[PATCH 02/18] xstat: Add a pair of system calls to make extended file stats available [ver #6]

Mon Jul 19 10:51:13 MDT 2010

On Mon, Jul 19, 2010 at 9:15 AM, David Howells <dhowells at redhat.com> wrote:
> Linus Torvalds <torvalds at linux-foundation.org> wrote:
>
>>  - that whole xstat buffer handling is just a mess. I think you
>> already fixed the "xstat_parameters" crud and just made it a simple
>> unsigned long and a direct argument,
>
> I was thinking more of an unsigned int argument, since it can't have more than
> 32 flags in it if it is also to work on 32-bit arches.

That's fine.

>> but the "buffer+buflen" thing is still disgusting.
>>
>>    Why not just leave a few empty fields at the end, and make the rule
>> be: "We don't just add random crap, so don't expect it to grow widely
>> in the future".
>
> Because it gets allocated on the kernel stack.  It's already 160 bytes, and
> expanding it will eat more kernel stack space.  Now, I can offset that by: (a)
> embedding it in struct kstat so that we allocate less stack space in xstat()
> overall, and (b) allocating kstat/xstat structs with kmalloc() rather than on
> the stack in all the stat syscalls.

Using implementation issues like that as a reason for some odd
interface that we'll have to live with for the next decades sounds
bad. It's basically a broken form of versioning, since if you end up
using buffer sizes, everybody will just use "sizeof()" except for some
random crazy developer that decides to re-use a buffer they use for
something else, and then use the size of that instead.
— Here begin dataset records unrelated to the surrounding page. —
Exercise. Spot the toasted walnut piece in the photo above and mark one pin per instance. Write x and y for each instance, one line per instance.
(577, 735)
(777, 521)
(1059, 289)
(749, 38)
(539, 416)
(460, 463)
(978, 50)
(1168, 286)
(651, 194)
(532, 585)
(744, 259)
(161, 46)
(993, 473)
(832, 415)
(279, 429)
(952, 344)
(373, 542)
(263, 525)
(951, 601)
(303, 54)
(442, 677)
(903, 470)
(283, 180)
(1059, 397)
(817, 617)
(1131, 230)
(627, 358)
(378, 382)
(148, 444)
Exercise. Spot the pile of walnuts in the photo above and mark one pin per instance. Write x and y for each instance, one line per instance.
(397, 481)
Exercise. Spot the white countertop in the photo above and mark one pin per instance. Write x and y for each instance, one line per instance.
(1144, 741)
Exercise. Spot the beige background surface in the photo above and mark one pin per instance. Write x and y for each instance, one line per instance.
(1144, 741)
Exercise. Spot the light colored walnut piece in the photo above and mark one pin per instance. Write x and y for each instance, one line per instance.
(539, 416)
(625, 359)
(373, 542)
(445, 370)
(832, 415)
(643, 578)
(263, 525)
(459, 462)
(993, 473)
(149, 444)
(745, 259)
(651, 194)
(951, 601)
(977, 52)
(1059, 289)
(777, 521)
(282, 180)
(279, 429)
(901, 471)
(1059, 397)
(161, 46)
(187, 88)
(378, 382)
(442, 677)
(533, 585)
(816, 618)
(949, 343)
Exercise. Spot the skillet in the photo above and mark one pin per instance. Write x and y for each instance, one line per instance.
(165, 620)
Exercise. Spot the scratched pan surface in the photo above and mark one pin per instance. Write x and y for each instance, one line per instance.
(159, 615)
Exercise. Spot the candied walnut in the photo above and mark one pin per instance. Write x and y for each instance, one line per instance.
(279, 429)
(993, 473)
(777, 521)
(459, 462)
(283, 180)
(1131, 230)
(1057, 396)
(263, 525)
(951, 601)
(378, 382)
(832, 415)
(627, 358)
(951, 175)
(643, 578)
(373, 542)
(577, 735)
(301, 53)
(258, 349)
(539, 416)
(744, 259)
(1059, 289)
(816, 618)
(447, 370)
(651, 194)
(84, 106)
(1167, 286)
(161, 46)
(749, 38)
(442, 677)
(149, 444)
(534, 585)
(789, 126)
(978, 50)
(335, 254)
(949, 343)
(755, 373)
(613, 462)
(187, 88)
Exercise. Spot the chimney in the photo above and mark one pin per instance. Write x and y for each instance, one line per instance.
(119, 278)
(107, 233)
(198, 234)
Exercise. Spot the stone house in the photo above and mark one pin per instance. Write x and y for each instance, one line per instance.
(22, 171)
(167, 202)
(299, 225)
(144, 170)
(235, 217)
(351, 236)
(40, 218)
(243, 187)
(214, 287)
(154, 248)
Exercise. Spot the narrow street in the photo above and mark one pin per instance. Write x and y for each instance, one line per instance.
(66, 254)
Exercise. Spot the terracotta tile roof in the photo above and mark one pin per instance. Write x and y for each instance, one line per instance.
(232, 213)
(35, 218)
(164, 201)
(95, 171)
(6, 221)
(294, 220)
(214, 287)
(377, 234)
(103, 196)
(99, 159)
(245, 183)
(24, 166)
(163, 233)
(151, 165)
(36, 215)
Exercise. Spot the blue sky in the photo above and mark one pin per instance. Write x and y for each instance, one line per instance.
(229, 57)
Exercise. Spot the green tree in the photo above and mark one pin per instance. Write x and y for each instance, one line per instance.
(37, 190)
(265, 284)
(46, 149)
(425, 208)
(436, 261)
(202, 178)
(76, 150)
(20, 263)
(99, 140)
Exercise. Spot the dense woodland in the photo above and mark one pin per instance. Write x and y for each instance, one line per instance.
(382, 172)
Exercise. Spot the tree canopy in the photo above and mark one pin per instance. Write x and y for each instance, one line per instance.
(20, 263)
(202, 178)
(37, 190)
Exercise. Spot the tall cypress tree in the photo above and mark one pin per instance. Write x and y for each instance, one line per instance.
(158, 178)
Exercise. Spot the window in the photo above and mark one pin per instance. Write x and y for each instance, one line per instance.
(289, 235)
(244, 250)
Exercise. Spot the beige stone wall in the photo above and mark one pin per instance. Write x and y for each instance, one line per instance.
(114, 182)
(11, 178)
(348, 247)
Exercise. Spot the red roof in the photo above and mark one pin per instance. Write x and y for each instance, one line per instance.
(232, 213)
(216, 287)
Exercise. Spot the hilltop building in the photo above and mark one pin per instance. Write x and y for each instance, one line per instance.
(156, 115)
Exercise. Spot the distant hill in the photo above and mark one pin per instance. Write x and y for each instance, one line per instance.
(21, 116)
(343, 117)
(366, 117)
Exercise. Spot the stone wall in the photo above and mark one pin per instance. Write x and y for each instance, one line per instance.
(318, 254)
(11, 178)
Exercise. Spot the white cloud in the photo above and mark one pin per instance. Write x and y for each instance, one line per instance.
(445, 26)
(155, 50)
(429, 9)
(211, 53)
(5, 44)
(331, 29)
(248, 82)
End result: the kernel gets passed in some random constant that
depends on just which version of glibc they were compiled against _or_
on just how crazy they were. And it all just encourages people to do
odd things. For example, the glibc developers, who love adding their
own random fields for crazy "forwards compatibility", will start
extending the xstat structure on their own and then just pass in the
larger size and emulate a few new fields à la that whole vfstat thing.
And then if/when we want to extend on it, we're screwed.

So making it fixed is not only simpler, it avoids all the "I'm passing
in random integers" crud.

You don't need to allocate the whole thing inside the kernel anyway.
Quite the reverse. You probably want to continue using the kernel
"kstat" interface with some extensions. That's the point of kstat,
after all - allowing the filesystem interfaces to share _one_
interface rather than having new interfaces at the VFS level for every
damn new stat implementation we have to do for user space.
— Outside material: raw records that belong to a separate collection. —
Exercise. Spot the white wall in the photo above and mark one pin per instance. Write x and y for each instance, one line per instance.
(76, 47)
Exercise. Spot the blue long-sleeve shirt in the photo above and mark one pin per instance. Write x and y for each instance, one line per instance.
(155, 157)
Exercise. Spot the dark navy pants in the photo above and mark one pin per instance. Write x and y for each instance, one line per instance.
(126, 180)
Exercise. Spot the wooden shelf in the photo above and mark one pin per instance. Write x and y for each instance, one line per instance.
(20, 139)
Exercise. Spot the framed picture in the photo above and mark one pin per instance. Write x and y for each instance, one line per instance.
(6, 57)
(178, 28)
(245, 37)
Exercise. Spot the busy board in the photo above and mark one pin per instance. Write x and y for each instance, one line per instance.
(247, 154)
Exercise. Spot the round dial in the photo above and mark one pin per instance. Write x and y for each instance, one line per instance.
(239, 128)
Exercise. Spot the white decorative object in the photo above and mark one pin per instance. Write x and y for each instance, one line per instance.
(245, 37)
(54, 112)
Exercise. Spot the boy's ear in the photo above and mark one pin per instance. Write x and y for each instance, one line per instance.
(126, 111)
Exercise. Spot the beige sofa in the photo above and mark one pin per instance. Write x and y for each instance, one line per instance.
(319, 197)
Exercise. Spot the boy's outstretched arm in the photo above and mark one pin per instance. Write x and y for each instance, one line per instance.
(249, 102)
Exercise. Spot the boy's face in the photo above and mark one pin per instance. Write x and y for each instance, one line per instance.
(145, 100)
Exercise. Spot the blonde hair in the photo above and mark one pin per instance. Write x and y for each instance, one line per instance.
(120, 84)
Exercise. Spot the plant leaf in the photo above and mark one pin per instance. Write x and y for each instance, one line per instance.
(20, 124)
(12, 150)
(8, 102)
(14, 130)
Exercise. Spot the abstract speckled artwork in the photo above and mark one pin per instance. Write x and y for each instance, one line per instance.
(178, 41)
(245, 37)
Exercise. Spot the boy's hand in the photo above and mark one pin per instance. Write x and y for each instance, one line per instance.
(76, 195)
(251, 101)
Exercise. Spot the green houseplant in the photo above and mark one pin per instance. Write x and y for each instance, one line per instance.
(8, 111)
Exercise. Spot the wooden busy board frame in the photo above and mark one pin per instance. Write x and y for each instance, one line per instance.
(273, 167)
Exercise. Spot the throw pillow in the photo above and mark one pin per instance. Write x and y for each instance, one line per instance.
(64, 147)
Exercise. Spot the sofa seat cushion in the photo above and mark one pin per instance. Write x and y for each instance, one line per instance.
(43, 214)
In short, your stack space usage is all totally bogus. You should copy
the kstat to the user xstat one field at a time, and NOT allocate an
xstat on the kernel stack at all. There is no advantage to using
"memcpy_to_user()" (after having filled in the kernel struct one field
at a time) over just filling in the user struct directly.
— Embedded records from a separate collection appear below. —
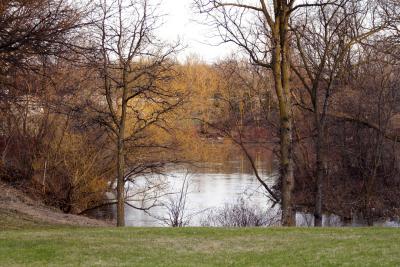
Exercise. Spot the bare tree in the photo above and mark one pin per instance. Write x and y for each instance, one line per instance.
(262, 30)
(136, 71)
(326, 44)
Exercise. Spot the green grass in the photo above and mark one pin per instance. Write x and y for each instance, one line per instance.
(57, 246)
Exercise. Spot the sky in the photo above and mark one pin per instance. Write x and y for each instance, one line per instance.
(180, 24)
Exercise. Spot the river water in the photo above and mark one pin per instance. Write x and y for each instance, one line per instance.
(213, 185)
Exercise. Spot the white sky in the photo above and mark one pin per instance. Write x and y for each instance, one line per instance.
(180, 24)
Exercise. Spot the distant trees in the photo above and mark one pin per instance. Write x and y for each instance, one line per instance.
(78, 114)
(326, 38)
(136, 71)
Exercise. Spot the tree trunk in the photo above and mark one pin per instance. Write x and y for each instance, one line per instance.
(281, 73)
(120, 184)
(320, 173)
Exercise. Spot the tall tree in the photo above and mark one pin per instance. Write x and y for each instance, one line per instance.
(262, 30)
(136, 71)
(326, 39)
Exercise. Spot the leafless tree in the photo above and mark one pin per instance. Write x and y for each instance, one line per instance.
(136, 71)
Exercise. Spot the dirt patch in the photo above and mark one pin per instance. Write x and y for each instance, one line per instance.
(15, 201)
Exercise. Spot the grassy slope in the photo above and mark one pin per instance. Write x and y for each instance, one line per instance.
(55, 246)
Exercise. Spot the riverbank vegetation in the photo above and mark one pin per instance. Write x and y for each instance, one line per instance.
(199, 247)
(94, 107)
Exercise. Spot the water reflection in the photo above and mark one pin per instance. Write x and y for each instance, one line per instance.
(214, 184)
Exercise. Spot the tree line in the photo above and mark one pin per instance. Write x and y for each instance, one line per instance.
(92, 99)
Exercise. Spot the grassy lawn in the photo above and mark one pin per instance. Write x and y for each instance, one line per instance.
(56, 246)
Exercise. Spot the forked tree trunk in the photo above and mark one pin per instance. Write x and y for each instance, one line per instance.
(120, 184)
(281, 73)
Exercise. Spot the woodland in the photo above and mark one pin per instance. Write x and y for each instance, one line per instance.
(91, 100)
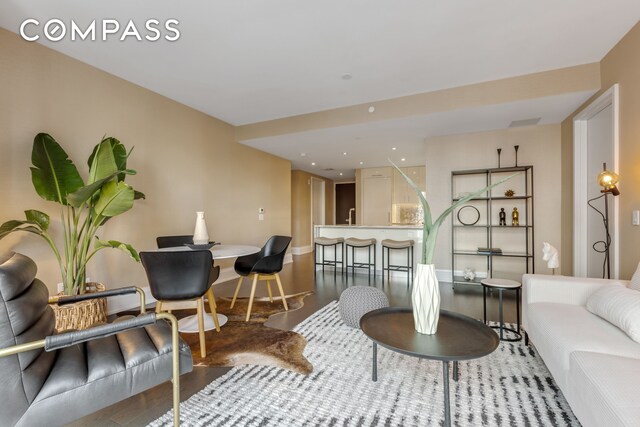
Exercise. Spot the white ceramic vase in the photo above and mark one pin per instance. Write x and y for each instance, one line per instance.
(426, 299)
(200, 235)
Just do "access_ok() + several __put_user() calls", in other words.

I think you wanted to use "memcpy_to_user()" just because you had that
broken "bufsize" argument to begin with. If you get rid of the
bufsize, you also get rid of the potential for partial structures, and
all the reasons to use memcpy go away.

Just do the obvious thing.

>>  - you use "long long" all over the place. Don't do that. If you want
>> a fixed size, say so, and use "u64/s64". That's the _real_ fixed size,
>> and "long long" just _happens_ to be the same size on all current
>> architectures.
>
> I was following struct stat/stat64 in arch/x86/include/asm/stat.h which do the
> same.  Also, if this is going to be seen by userspace, isn't it better to use
> uint32_t and suchlike?

The arch/x86/include/asm stuff isn't trying to be the same image on
different architectures, it's just x86[-64]-specific. But if you want
to have a cross-architectural thing, you want to use
cross-architectural types. Don't use "long long".

Yeah, we may well do it somewhere, but there's no reason to add new ones.

Another thing you should look for in things like this - make sure that
u64 is always naturally aligned. Otherwise some architectures will
align it at 4-byte boundaries (notably x86-32), while others will
align it at 8-byte boundaries (native 64-bit).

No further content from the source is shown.